Other than uncomfortable and itchy? I think that's how I described it earlier.

Yes.

I guess it makes me feel anxious and confused in new and exciting ways. It's comfortable enough for JD and I to not have a a sexual relationship. He's still a gay guy, for the most part, so for me to have transitioned to the extent that I have means that we don't really click on a sexual level anymore, anyway.

He's not my only partner, though. Robin is still sexual. Barac is still sexual. Colton is still sexual. I have all these sexual people in my life, and they're all people I'm attracted to and with whom I've shared sexuality in one way or another, but with whom I mostly feel disinclined to have sex with for any number of reasons.

And Judith?

We had penetrative sex for the first time --- a sort of exploratory thing --- when last she visited, and shortly after, she mentioned feeling ace, herself.

You enjoyed it.

I did, that hasn't changed from what I mentioned before. Sex feels good. It feels better now after surgery than it did before, too.

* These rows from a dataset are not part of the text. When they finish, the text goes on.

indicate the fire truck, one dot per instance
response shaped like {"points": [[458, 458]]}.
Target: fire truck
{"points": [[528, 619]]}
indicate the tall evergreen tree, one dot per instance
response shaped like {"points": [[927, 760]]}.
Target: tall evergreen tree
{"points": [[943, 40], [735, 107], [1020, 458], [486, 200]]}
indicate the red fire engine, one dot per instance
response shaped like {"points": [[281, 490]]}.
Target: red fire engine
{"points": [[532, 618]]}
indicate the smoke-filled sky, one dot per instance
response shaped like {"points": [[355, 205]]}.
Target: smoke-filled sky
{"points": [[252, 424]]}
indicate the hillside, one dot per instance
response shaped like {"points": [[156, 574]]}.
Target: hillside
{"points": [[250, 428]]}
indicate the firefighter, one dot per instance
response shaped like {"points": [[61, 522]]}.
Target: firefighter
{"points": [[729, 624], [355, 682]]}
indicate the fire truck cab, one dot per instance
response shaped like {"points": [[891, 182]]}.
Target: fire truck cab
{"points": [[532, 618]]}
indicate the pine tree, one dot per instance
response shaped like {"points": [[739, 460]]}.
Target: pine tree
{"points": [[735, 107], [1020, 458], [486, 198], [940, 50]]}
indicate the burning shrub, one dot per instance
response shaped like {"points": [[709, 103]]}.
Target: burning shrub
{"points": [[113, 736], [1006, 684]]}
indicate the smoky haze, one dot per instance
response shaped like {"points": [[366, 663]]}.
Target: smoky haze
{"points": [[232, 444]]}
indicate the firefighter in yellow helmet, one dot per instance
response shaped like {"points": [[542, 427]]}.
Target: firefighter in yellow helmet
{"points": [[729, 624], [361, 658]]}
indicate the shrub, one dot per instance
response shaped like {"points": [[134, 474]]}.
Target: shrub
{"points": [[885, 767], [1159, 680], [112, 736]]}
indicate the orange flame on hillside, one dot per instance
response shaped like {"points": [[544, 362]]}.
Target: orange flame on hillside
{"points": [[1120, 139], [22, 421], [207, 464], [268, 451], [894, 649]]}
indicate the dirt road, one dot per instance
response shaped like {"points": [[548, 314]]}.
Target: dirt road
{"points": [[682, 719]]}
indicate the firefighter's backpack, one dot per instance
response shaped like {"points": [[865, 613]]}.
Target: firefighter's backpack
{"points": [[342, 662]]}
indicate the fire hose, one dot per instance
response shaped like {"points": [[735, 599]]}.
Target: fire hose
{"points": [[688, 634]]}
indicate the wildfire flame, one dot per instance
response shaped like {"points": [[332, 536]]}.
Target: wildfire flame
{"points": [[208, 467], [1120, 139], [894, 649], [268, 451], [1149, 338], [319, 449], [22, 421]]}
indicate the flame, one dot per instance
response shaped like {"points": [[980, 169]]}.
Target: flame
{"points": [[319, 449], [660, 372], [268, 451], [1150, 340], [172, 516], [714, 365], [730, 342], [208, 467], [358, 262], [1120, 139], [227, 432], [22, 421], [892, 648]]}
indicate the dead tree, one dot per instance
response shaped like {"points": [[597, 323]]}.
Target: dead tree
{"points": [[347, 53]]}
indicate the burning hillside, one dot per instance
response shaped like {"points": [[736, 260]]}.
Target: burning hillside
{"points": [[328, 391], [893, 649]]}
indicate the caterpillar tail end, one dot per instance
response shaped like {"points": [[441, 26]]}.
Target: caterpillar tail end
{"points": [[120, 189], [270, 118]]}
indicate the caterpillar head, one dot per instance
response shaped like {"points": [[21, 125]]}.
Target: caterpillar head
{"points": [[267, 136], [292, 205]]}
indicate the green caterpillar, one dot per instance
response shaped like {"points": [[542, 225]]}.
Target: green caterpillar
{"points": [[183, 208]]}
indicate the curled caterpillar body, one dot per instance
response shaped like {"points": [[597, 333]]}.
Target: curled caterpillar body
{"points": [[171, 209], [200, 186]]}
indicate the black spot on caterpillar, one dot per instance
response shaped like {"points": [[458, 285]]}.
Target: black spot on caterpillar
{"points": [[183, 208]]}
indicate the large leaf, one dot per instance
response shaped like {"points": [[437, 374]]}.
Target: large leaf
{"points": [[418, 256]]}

It's just that, having had surgery has only removed one aspect of the anxious and confused grossness that goes along with the act. It only removed the dysphoria (and of course the complications of phimosis). It didn't fix my other hangups.

What are the other hangups?

The discomfort.

The mess.

The guilt.

The imperfection.

Imperfection?

The sense that were we doing something else, we might both be happier.

The sense that, no matter how smoothly I might move, I must surely be doing a bad job, I must be falling short in some way.

The sense that, no matter how many times I ask the other person whether something feels good or is allowed, I must be somehow betraying their consent by gaining pleasure from this act.